Да, старые торговые центры начала девяностых, где всё когда-то начиналось, живут и сегодня. Там по-прежнему продают одежду, электронику, запчасти, и всё напоминает московский «Черкизон»: тот же густой, кипящий бульон запахов, мигающих витрин и голосов, сливающихся в разноязыкий гул. Но за этим шумом город ежесекундно меняется, растёт, расцветает. С амбициозным китайским размахом в него вливают колоссальные деньги: вырастают новые кварталы, мосты, парки, и открываются отели богоподобного уровня.
Об отелях можно говорить бесконечно. И не потому, что здесь представлены почти все мировые сети класса люкс, а потому что только в Шэньчжэне можно пожить в канадском «Фо Сизенсе» за двадцать тысяч рублей в сутки, испытав на себе всепоглощающую заботу персонала. Ну разве не верх сытости, господа, — сингапурский «Рафлс» по цене обычного четырёхзвёздочного отеля в Италии! Да, черт возьми, это невероятно! Добавьте сюда щедрые площади номеров — 50, 60, 70 квадратных метров — и вы поймёте, почему даже самые искушённые гости-путешественники охают, входя в свои комнаты.
На радостях я сначала взял люкс в «Фо Сизенсе» и прожил там три дня, а затем перебрался ещё на четыре — в люкс «Рафлса». Это было совершенно незабываемо: начиная с холла и улыбок персонала, заканчивая подушками, хрустящим бельём и панорамным видом на ночной город. И всё это — не дороже тридцати тысяч за ночь.

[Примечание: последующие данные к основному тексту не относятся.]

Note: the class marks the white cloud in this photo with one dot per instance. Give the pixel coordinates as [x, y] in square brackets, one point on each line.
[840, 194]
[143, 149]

А торговые центры, а модные районы! Здесь есть где гулять, где загорать, где есть суши такой свежести, что глаза заливаются слезами благодарности к жизни. Здесь можно купить всё, что угодно, а потом — на десерт — махнуть на выходные в Гонконг. Без виз, без всей этой бюрократической волокиты. Я уверен: это направление скоро станет ультрапопулярным у наших граждан. Почти все мировые бренды, сотни сильнейших локальных марок одежды потрясающего качества. Правда, европейский люкс из-за ввозных пошлин стоит на 20–30 процентов дороже, чем на Западе. Вот почему в Париже из каждого Эрмеса или Луи Виттона торчит нетерпеливая китайская очередь.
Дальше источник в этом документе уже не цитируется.